Kyle's poor academic performance and vile behavior gain the attention of the school principal, who advises Lance to transfer Kyle to a special-needs school. One night, Lance discovers that Kyle has died in an autoerotic asphyxiation accident in his bedroom. To salvage his son's dignity, Lance stages Kyle's death as a suicide. He hangs Kyle in a closet and posts a fake suicide note on his body.

A classmate obtains the suicide note from police records and publishes it in the school newspaper. The note strikes a chord with the students and faculty, and many students suddenly claim to have been friends with Kyle, touched by how deep and intelligent he shows himself to be in his writings. Enjoying the attention that his writing is finally receiving, Lance decides to write and publish a phony journal that was supposedly written by his son before his death.

Kyle becomes somewhat of a post-mortem cult phenomenon at the school, and Lance begins to receive the adoration that he has always desired. He becomes much more interesting to his girlfriend Claire, a fellow teacher who had previously shown an interest in their younger colleague Mike. Andrew, Kyle's sole friend, finds Kyle's suicide note and journals highly uncharacteristic based on Kyle's personality when he was alive, but Lance brushes Andrew off when Andrew confronts him.

The journal attracts the attention of book publishers, and Lance lands a television appearance on a national talk show. The school principal decides to rename the school library in Kyle's honor. At the library dedication, Lance feels guilt for exploiting his son's death for his own benefit, as well as animosity toward those feigning fondness for Kyle. While giving a speech, Lance decides that he can no longer continue the charade and confesses to everyone that Kyle's death was accidental, and that he wrote the suicide note and journal. Predictably, Lance is denounced by the students and faculty, including Claire, and simultaneously realizes that it is better to be alone than to be with people who make him feel alone.

Despite being generally despised, Lance feels reborn and dives naked into the school's swimming pool. Outside, Andrew tells Lance that he knew the truth all along but nevertheless enjoyed his writing, and encourages him to keep writing. The two happily watch a zombie movie at Lance's home with his neighbor Bonnie.

==Production==
The film was shot in Seattle, Washington, largely at the former F.A. McDonald School in Wallingford.

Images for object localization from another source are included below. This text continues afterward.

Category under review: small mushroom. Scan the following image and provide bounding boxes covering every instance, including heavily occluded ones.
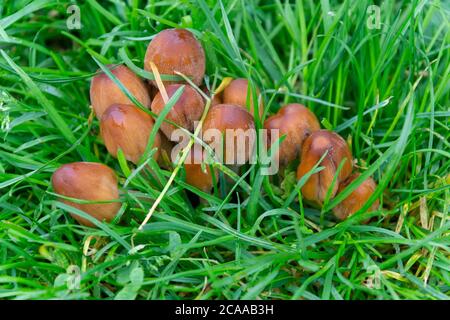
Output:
[296,130,353,205]
[333,173,379,220]
[202,104,255,165]
[264,103,320,167]
[52,162,121,227]
[222,78,263,117]
[184,143,217,193]
[90,64,150,119]
[151,84,205,140]
[100,104,161,164]
[144,28,205,86]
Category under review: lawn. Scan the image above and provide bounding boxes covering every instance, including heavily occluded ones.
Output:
[0,0,449,300]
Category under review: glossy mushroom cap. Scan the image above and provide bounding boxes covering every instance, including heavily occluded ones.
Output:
[202,104,255,165]
[144,28,205,86]
[222,78,263,117]
[264,104,320,167]
[90,65,150,119]
[184,144,217,193]
[100,104,161,164]
[333,173,379,220]
[52,162,121,227]
[151,84,205,140]
[296,130,353,205]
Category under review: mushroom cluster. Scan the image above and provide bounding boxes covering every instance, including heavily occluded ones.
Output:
[264,107,379,220]
[51,28,379,228]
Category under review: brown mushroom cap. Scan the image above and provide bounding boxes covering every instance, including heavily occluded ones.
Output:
[264,103,320,167]
[222,78,263,117]
[51,162,121,227]
[296,130,353,205]
[151,84,205,140]
[144,28,205,86]
[202,104,255,165]
[333,173,379,220]
[90,64,150,119]
[100,104,161,164]
[184,144,217,193]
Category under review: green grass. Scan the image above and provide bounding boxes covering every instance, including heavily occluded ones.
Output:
[0,0,449,300]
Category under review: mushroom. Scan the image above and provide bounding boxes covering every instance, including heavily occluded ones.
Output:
[202,104,255,166]
[184,143,217,193]
[144,28,205,86]
[52,162,121,227]
[264,103,320,167]
[333,173,379,220]
[296,130,353,205]
[90,64,150,119]
[151,84,205,140]
[222,78,263,117]
[100,104,161,164]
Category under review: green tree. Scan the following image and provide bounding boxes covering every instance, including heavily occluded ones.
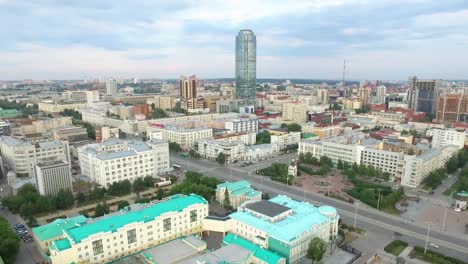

Seattle resident and former Nirvana bassist Krist Novoselic has a wordless cameo while consoling Robin Williams's character at a newspaper stand; Goldthwait had previously been an opening act for Nirvana. Bruce Hornsby appears as himself at the library dedication.

==Critical reception==
As of December 2024, World's Greatest Dad holds an 88% approval rating on Rotten Tomatoes, based on 117 reviews, with an average rating of 6.93/10. The critical consensus reads: "World's Greatest Dad is a risky, deadpan, dark comedy that effectively explores the nature of posthumous cults of celebrity." The film also holds a score of 69 out of 100 on Metacritic, based on 24 critics, indicating "generally favorable" reviews.

Paul Fischer of Dark Horizons named it as one of the best films of the year.

Ben Lyons and Ben Mankiewicz both gave the film favorable reviews on At the Movies. Mankiewicz saluted Daryl Sabara's performance as exceptionally well done, commented on the film's "remarkably funny script", and overall considered it a "little gem".

Roger Ebert of the Chicago Sun-Times gave World's Greatest Dad three stars out of four, but noticed that the material could have been even darker in its satire, and he questioned whether it was the director's intention.

In later years, the film's plot has been compared to that of the 2015 stage musical Dear Evan Hansen due to its similar premise of a suicide note landing in the wrong hands and causing a chain of events that result in consequences.

==Home media==
The movie was released on DVD on December 8, 2009, and features an audio commentary by the director, as well as deleted scenes, outtakes and a "making-of" featurette.